Chapter 12 (Bankruptcy) Law and Legal Definition
Chapter 12 of the Bankruptcy Code provides for adjustment of debts of a "family farmer," or a "family fisherman" as those terms are defined in the Bankruptcy Code[11 USCS § 101]. It is known as Family Farmer Bankrupty or Family Fisherman Bankruptcy. Chapter 12 is designed specifically to meet the needs of family farmers and fishermen with a regular annual income. In order to qualify as a family farmer under chapter 12
1. The filer must be engaged in a farming operation or a fishing operation.
2. The filer must have no more than $3,544,525 for farming operations, or $1,642,500 for fishing operations. These numbers count both secured and unsecured debts.
3. At least 50% of a farmer's debts must be related to farming expenses. At least 80% of a fisher's debts must be related to the fishing operation.

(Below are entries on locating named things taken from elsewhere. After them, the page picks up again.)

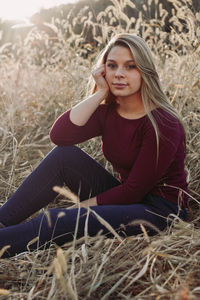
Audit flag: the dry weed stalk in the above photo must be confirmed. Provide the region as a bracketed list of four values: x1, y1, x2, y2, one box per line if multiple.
[0, 0, 200, 300]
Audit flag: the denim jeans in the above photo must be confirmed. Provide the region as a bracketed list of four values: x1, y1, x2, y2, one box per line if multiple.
[0, 146, 187, 257]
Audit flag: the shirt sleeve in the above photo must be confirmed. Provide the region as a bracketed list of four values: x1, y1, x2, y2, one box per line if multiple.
[97, 114, 184, 205]
[50, 105, 105, 146]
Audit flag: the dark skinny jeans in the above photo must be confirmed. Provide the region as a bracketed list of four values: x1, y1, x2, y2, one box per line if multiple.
[0, 146, 186, 257]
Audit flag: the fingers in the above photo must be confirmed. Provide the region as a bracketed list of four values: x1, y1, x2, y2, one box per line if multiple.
[92, 65, 106, 78]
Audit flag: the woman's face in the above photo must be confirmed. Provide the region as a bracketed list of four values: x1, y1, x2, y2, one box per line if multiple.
[105, 46, 142, 97]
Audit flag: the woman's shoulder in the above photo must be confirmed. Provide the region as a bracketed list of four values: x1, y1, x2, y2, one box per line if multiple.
[152, 107, 184, 134]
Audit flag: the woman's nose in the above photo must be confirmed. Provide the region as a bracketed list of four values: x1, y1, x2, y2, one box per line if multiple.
[115, 67, 124, 77]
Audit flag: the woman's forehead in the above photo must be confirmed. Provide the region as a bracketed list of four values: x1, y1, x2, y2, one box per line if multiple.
[107, 46, 134, 61]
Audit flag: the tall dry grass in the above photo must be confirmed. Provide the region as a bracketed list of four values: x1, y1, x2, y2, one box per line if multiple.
[0, 0, 200, 300]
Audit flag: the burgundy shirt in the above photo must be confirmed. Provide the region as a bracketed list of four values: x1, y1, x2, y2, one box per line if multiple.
[50, 104, 187, 205]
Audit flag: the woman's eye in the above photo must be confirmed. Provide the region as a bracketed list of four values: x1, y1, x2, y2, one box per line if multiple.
[126, 65, 136, 70]
[107, 64, 115, 69]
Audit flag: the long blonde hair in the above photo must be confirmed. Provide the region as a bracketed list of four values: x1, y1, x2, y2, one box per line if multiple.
[88, 33, 183, 157]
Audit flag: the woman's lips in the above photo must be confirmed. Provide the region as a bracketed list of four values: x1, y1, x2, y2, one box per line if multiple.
[113, 82, 127, 89]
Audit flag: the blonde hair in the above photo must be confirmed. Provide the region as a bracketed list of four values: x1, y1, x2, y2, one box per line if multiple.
[88, 33, 183, 158]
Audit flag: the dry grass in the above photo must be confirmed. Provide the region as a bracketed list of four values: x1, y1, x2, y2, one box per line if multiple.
[0, 0, 200, 300]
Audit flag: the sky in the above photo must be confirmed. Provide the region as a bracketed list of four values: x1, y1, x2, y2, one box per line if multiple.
[0, 0, 77, 20]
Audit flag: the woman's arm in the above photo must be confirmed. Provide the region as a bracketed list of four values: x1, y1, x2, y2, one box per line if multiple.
[50, 65, 109, 146]
[70, 65, 109, 126]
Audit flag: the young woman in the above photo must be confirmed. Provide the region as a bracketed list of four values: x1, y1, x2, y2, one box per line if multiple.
[0, 34, 187, 256]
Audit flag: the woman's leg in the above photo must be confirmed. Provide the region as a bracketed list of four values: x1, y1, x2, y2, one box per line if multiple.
[0, 146, 119, 226]
[0, 196, 188, 257]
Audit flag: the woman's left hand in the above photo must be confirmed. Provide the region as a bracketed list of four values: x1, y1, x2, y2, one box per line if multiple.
[69, 197, 98, 208]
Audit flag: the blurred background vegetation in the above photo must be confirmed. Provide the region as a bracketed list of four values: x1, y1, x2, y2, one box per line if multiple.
[0, 0, 200, 300]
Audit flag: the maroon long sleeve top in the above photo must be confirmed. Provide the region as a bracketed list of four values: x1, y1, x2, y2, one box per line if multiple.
[50, 105, 187, 205]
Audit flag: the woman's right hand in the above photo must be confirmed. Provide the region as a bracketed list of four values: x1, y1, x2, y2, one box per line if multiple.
[92, 65, 109, 96]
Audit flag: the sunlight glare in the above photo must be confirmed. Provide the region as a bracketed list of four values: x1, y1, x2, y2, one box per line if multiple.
[0, 0, 75, 20]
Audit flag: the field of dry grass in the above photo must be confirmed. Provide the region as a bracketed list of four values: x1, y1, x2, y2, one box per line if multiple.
[0, 0, 200, 300]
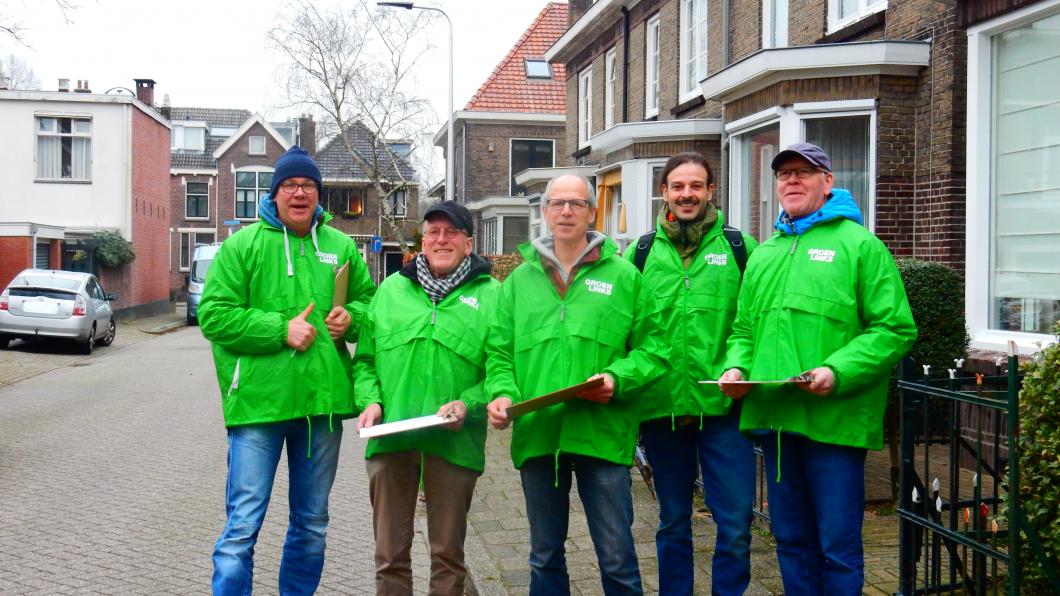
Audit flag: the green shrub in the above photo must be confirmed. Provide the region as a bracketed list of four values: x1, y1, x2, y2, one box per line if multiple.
[1018, 322, 1060, 594]
[487, 252, 523, 281]
[92, 232, 136, 268]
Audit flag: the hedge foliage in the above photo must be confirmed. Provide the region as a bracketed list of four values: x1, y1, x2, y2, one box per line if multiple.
[92, 232, 136, 268]
[1018, 322, 1060, 594]
[890, 259, 968, 392]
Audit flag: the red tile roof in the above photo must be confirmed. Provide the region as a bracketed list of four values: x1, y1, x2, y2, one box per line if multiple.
[464, 2, 567, 113]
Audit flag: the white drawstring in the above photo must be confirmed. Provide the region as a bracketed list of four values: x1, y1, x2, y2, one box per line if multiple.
[283, 226, 295, 277]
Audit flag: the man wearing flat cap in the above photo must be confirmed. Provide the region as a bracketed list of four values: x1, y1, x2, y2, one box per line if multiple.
[721, 143, 917, 595]
[199, 146, 375, 594]
[354, 200, 500, 594]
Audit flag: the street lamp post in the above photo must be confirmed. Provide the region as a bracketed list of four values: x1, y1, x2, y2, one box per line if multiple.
[375, 2, 456, 200]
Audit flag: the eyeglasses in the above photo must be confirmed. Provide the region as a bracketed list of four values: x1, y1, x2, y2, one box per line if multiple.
[280, 180, 317, 196]
[773, 168, 827, 181]
[423, 228, 466, 240]
[545, 198, 589, 211]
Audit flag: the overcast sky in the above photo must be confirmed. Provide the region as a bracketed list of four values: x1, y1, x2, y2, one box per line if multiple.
[0, 0, 547, 181]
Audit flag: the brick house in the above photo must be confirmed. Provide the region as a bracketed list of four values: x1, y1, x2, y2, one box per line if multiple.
[0, 80, 171, 316]
[546, 0, 1060, 352]
[316, 123, 419, 282]
[163, 107, 316, 297]
[435, 2, 568, 250]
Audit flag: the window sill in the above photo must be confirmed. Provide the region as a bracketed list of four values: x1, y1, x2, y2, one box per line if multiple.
[33, 178, 92, 185]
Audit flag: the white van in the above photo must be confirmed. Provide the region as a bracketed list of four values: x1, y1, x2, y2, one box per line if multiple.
[188, 243, 220, 326]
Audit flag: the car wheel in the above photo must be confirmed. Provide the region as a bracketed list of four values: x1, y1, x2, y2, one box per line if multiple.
[81, 325, 95, 355]
[95, 319, 118, 346]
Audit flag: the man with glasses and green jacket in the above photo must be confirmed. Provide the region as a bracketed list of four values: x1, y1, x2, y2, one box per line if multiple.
[354, 200, 500, 594]
[487, 175, 669, 596]
[625, 153, 756, 595]
[199, 146, 375, 594]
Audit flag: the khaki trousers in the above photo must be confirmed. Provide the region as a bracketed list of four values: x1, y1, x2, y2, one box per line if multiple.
[366, 451, 478, 596]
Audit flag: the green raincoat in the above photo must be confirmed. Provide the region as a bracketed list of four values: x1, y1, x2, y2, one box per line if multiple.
[199, 214, 375, 426]
[624, 213, 758, 420]
[487, 238, 669, 468]
[724, 197, 917, 450]
[353, 256, 500, 473]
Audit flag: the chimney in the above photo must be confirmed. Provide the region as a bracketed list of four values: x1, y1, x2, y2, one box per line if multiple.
[298, 113, 317, 156]
[133, 78, 155, 107]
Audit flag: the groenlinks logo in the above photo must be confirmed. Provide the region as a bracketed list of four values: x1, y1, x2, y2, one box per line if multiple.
[585, 279, 614, 296]
[703, 252, 728, 266]
[807, 248, 835, 263]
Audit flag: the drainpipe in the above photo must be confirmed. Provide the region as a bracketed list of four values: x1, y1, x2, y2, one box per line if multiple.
[622, 6, 630, 123]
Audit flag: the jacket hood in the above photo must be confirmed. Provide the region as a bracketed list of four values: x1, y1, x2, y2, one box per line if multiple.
[773, 189, 863, 234]
[401, 252, 493, 287]
[258, 193, 331, 230]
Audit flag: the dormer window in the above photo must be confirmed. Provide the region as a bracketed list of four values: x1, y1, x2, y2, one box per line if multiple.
[525, 58, 552, 78]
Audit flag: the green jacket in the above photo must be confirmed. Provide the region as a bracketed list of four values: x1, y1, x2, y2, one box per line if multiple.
[487, 238, 669, 468]
[724, 201, 917, 450]
[198, 211, 375, 426]
[353, 256, 500, 473]
[624, 213, 758, 420]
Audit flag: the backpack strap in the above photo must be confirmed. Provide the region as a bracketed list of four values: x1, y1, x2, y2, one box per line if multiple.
[633, 230, 655, 273]
[722, 226, 747, 277]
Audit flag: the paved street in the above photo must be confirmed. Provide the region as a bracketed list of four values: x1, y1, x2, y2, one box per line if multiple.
[0, 315, 898, 595]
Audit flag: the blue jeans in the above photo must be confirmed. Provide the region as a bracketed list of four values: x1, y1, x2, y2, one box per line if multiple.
[641, 407, 755, 595]
[762, 433, 866, 596]
[207, 416, 342, 595]
[519, 455, 643, 596]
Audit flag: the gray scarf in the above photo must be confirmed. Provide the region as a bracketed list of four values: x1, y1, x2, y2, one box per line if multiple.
[416, 252, 471, 304]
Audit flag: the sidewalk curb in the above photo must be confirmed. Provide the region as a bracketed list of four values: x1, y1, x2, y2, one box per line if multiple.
[140, 320, 188, 335]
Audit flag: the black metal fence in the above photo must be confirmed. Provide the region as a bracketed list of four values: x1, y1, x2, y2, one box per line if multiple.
[898, 356, 1052, 595]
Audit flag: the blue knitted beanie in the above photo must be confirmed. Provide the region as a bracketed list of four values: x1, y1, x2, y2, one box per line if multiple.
[268, 145, 324, 197]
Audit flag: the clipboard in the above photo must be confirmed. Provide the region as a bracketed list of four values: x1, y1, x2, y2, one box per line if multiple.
[505, 379, 603, 418]
[357, 414, 456, 439]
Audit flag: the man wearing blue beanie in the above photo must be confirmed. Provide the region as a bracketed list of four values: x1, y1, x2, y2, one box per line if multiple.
[199, 146, 375, 594]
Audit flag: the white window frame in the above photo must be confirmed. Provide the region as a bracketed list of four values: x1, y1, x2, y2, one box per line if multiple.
[965, 0, 1060, 354]
[725, 100, 878, 233]
[578, 66, 593, 148]
[644, 15, 663, 119]
[508, 137, 555, 196]
[677, 0, 710, 103]
[603, 48, 618, 130]
[180, 177, 212, 222]
[828, 0, 887, 33]
[232, 165, 275, 222]
[762, 0, 791, 49]
[33, 112, 95, 182]
[247, 135, 266, 155]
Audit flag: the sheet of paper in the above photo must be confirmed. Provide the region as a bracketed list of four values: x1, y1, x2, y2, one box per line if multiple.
[358, 414, 454, 439]
[332, 261, 350, 309]
[506, 379, 603, 418]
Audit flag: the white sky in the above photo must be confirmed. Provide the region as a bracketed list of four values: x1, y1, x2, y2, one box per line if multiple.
[0, 0, 547, 183]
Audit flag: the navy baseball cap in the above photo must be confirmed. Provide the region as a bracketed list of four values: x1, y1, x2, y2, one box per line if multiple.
[770, 143, 832, 172]
[423, 200, 475, 235]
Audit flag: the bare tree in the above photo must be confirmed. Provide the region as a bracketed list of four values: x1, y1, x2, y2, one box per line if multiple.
[0, 54, 40, 89]
[269, 0, 434, 250]
[0, 0, 77, 46]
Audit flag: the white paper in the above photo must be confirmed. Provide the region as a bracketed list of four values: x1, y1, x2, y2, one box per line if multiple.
[358, 414, 454, 439]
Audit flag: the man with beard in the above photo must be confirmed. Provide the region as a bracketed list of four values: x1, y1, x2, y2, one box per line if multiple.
[625, 152, 755, 594]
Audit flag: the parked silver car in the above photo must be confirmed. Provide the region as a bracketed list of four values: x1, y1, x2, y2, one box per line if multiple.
[0, 269, 118, 354]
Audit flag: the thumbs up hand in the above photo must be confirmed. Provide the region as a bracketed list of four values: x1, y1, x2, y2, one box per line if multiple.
[287, 302, 317, 353]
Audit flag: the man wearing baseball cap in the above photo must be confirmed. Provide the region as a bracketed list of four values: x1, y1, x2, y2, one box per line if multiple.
[199, 146, 375, 594]
[354, 200, 500, 594]
[721, 143, 917, 595]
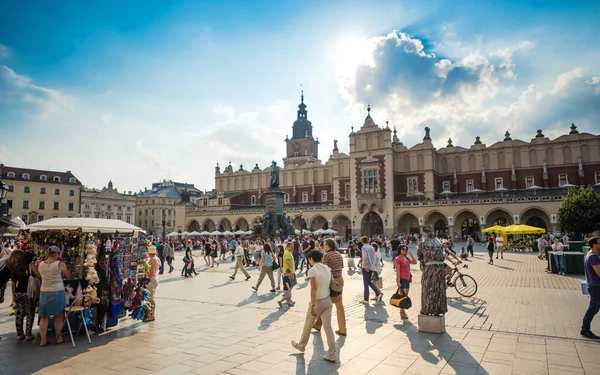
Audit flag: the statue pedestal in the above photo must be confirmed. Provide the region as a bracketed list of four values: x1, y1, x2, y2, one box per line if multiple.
[263, 188, 285, 215]
[418, 314, 446, 333]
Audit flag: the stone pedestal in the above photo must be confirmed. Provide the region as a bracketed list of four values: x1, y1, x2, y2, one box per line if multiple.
[418, 314, 446, 333]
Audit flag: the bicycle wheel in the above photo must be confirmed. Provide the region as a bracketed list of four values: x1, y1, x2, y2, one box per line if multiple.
[454, 274, 477, 297]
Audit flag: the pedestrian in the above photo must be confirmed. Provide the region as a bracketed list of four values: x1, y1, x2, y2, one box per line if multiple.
[467, 234, 475, 257]
[229, 242, 250, 281]
[496, 235, 504, 259]
[485, 236, 494, 265]
[394, 245, 417, 319]
[164, 242, 175, 273]
[252, 243, 275, 293]
[538, 234, 548, 259]
[552, 237, 566, 276]
[292, 251, 336, 362]
[8, 250, 37, 341]
[156, 240, 165, 275]
[33, 245, 71, 346]
[360, 236, 383, 305]
[581, 237, 600, 340]
[277, 268, 296, 307]
[313, 238, 346, 336]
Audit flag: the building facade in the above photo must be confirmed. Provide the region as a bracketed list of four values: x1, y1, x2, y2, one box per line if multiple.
[80, 181, 136, 225]
[135, 180, 202, 237]
[183, 95, 600, 238]
[0, 164, 81, 224]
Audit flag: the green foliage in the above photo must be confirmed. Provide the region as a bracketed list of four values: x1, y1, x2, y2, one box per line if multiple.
[557, 186, 600, 234]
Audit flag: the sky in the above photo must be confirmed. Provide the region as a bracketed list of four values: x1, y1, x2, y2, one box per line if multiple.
[0, 0, 600, 191]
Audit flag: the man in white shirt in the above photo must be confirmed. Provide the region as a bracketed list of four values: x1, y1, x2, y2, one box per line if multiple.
[552, 237, 565, 276]
[229, 244, 250, 281]
[496, 235, 504, 259]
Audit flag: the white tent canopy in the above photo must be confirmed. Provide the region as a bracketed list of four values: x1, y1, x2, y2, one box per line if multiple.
[28, 217, 146, 233]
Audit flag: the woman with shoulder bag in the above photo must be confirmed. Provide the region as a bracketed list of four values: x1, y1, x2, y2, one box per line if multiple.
[9, 250, 39, 341]
[394, 245, 417, 319]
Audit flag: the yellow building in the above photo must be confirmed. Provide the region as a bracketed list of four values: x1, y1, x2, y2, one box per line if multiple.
[0, 164, 82, 224]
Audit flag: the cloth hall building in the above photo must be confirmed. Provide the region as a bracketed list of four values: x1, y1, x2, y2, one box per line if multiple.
[179, 95, 600, 238]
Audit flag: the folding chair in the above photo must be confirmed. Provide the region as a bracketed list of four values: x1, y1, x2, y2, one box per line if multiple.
[65, 294, 92, 347]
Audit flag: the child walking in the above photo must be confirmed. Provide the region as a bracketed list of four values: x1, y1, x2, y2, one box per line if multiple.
[277, 268, 296, 307]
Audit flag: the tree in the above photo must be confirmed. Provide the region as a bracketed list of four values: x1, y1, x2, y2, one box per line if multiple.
[557, 186, 600, 234]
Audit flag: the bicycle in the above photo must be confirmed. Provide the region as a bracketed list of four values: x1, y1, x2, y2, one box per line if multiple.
[446, 264, 477, 297]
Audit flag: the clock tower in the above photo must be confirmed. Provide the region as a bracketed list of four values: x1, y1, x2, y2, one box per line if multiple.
[283, 90, 319, 167]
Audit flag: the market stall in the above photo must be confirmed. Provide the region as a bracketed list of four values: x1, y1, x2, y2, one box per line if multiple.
[26, 218, 148, 329]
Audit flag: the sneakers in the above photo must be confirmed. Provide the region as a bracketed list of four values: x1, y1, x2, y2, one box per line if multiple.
[292, 341, 304, 353]
[580, 331, 600, 340]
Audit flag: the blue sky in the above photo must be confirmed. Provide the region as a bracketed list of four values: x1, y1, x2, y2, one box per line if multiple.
[0, 1, 600, 190]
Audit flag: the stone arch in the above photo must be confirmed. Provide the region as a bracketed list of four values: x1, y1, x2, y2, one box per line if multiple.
[519, 206, 552, 230]
[217, 217, 232, 232]
[309, 215, 329, 231]
[485, 207, 514, 227]
[453, 208, 481, 241]
[360, 211, 383, 237]
[187, 219, 201, 232]
[232, 217, 250, 232]
[202, 219, 217, 232]
[396, 211, 420, 233]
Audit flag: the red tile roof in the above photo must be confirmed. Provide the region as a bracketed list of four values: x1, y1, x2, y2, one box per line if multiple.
[0, 164, 81, 185]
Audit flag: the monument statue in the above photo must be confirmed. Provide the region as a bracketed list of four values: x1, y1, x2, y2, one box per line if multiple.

4. At least 50% of the farmer or fisher's income for the past several years must have come directly from their farming or fishing operation.
A chapter 12 case begins by filing a petition with the bankruptcy court serving the area where the individual lives or where the corporation or partnership debtor has its principal place of business or principal assets. Unless the court orders otherwise, the debtor also shall file with the court (1) schedules of assets and liabilities, (2) a schedule of current income and expenditures, (3) a schedule of executory contracts and unexpired leases, and (4) a statement of financial affairs.
A petition filed under chapter 12 automatically stays most collection actions against the debtor or the debtor's property. A chapter 12 bankruptcy plan usually lasts three to five years. It must provide for full payment of all priority claims, unless a priority creditor agrees to different treatment of the claim or, in the case of a domestic support obligation, unless the debtor contributes all disposable income.
The debtor will receive a discharge after completing all payments under the chapter 12 plan as long as the debtor certifies that all domestic support obligations that came due before making such certification have been paid. The discharge has the effect of releasing the debtor from all debts provided for by the plan allowed under section 503 or disallowed under section 502, with limited exceptions. Those creditors who were provided for in full or in part under the plan may no longer initiate or continue any legal or other action against the debtor to collect the discharged obligations.
Certain categories of debts like debts for alimony and child support; money obtained through filing false financial statements; debts for willful and malicious injury to person or property; debts for death or personal injury caused by the debtor's operation of a motor vehicle while the debtor was intoxicated; and debts from fraud or defalcation while acting in a fiduciary capacity, embezzlement or larceny are not discharged in chapter 12 proceedings.
The court may also grant a "hardship discharge" to a chapter 12 debtor even though the debtor has failed to complete plan payments. Generally, a hardship discharge is available only to a debtor whose failure to complete plan payments is due to circumstances beyond the debtor's control and through no fault of the debtor. Creditors must have received at least as much as they would have received in a chapter 7 liquidation case, and the debtor must be unable to modify the plan. For example, injury or illness that precludes employment sufficient to fund even a modified plan may serve as the basis for a hardship discharge. The hardship discharge does not apply to any debts that are nondischargeable in a chapter 7 case.
Chapter 12 bankruptcy is modeled closely after chapter 13, but with a higher debt ceiling than chapter 13 provides. This made it much more beneficial to farmers and fishermen, who must incur higher debts than normal wage earners in the normal course of business.